Bigly misguided here. You’ll notice the conversation seems to be only about “government” vs. livestock/drug producers. Where are the American people in the conversation? Ineffectual as they are, the FDA and USDA seem to at least nominally be on the side of keeping people safer. Rewrite that quote to say, “Imagine if the American people were allowed to dictate how all that is done.” or “Imagine if people living in urban deserts in the inner city were allowed to dictate how the only food to which they have access is produced” or “Imagine if the government could force us to actually disclose everything we do to their food to the American people”–because honestly that’s a lot of what FDA enforcement is about, it’s about transparency and making sure people have access to real information about where their food comes from; much of the livestock/drug lobby work is as much about preventing forced disclosure of what they already do, not necessarily about changing what they do. Because they know if people did know how our food is actually produced, the consumers themselves would demand change. These companies aren’t afraid of the government, but they are terrified of the American Consumer.

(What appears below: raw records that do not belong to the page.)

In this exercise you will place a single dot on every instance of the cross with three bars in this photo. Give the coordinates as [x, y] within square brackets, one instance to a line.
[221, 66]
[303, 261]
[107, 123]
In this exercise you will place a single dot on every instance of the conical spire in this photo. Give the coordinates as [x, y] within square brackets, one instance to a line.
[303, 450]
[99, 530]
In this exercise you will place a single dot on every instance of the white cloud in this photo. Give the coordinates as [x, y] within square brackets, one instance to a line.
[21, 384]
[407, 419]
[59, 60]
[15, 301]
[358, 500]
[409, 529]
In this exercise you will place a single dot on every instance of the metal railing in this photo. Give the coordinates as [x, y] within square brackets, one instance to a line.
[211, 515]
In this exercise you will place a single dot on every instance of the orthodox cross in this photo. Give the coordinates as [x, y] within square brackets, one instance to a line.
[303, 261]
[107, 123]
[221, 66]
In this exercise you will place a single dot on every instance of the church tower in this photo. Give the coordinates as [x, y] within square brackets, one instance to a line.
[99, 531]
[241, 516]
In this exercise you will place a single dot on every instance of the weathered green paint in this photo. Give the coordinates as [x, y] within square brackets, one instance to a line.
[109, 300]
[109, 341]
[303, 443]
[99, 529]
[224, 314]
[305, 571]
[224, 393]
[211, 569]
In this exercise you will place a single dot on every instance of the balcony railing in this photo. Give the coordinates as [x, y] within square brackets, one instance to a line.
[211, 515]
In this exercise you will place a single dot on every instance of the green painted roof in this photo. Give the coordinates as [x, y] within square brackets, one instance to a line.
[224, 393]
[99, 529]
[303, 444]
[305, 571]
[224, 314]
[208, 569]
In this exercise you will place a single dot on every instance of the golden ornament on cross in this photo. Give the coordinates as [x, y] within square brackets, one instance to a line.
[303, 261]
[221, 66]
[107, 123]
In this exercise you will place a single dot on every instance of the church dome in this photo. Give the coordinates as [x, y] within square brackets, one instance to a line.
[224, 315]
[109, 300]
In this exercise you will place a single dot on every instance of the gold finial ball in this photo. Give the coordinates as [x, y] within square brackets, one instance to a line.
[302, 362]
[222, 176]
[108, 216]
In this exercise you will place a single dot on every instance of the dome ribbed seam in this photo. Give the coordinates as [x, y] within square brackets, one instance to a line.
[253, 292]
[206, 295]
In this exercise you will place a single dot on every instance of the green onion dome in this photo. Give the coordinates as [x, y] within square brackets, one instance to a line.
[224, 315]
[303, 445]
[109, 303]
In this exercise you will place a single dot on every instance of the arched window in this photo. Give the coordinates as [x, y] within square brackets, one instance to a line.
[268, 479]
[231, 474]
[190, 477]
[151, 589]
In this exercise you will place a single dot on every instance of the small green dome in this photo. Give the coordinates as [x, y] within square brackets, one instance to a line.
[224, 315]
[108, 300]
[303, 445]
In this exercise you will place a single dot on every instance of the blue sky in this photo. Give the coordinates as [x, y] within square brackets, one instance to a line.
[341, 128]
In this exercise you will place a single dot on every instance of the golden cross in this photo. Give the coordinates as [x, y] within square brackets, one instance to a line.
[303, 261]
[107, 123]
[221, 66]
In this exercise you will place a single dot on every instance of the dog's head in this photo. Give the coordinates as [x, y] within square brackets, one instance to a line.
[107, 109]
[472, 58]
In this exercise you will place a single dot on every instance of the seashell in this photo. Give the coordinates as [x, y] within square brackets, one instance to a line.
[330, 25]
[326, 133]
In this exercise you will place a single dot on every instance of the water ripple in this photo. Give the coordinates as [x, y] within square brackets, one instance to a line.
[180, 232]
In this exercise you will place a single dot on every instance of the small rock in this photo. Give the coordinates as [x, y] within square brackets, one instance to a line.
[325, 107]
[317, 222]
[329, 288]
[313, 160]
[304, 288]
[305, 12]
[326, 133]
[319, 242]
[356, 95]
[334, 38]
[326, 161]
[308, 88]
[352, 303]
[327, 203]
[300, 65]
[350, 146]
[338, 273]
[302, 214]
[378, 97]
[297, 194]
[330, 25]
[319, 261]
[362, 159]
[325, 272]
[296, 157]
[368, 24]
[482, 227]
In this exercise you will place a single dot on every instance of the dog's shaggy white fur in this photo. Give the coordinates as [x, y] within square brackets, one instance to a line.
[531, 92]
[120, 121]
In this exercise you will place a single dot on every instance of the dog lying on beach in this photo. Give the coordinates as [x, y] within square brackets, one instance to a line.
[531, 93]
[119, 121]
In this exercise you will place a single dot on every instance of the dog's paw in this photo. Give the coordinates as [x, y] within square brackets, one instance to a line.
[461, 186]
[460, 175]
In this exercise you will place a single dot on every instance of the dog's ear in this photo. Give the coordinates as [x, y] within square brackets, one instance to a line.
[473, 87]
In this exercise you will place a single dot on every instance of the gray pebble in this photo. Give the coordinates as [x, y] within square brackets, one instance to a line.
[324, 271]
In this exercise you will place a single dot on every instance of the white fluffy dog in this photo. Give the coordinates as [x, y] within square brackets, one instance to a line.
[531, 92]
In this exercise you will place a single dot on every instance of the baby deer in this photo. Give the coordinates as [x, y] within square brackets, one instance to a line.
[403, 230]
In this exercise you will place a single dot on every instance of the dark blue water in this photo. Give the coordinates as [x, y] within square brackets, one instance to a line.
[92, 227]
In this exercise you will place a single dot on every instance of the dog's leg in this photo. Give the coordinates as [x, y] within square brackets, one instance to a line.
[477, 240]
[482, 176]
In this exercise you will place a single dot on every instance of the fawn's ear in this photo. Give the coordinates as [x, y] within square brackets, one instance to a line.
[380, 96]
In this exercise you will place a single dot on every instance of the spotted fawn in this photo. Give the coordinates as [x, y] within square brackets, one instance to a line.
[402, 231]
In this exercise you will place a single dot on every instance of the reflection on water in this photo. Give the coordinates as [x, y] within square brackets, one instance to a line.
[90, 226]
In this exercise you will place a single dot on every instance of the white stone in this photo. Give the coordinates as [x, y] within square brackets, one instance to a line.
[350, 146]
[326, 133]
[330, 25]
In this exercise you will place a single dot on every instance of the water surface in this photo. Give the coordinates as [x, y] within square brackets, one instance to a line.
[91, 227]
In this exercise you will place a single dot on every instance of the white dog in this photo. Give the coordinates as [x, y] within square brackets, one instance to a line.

And it’s not just about “economics,” it’s about short-sightedness, it’s about the inability to think a few moves ahead and possibly delay the windfall in order to get a better result that might take a little longer. Makes me angry.
But I love the end of the article, which started with a story of a pig farmer who got a really nasty strep strain and almost died:
‘We were just basically killing ourselves’
Back in Missouri, farmer Kremer finally found an antibiotic that worked on his leg. After being released from the hospital, Kremer tested his pigs. The results showed they were resistant to all the same drugs he was.
Kremer tossed his hypodermic needles, sacked his buckets of antibiotic-laced feed, slaughtered his herd and started anew.
“I was wearing a syringe, like a holster, like a gun, because my pigs were all sick,” he recalled. “I was really getting so sick and aggravated at what I was doing. I said, ‘This isn’t working.'”
Today, when Kremer steps out of his dusty and dented pickup truck and walks toward the open-air barn in the foothills of the Ozark Mountains, the animals come running. They snort and root at his knee-high gum boots. There are no gates corralling the 180 pigs in this barn. He points to a mound of composting manure.
“There’s no antibiotics in there,” he says proudly.
Kremer sells about 1,200 pigs annually. And a year after “kicking the habit,” he says he saved about $16,000 in vet bills, vaccinations and antibiotics.
“I don’t know why it took me that long to wake up to the fact that what we were doing, it was not the right thing to do and that there were alternatives,” says Kremer, stooping to scratch a pig behind the ear. “We were just basically killing ourselves and society by doing this.”
(I especially like the “saved $16,000 in vet bills” part…)
Get involved. Pay attention. Vote with your wallet.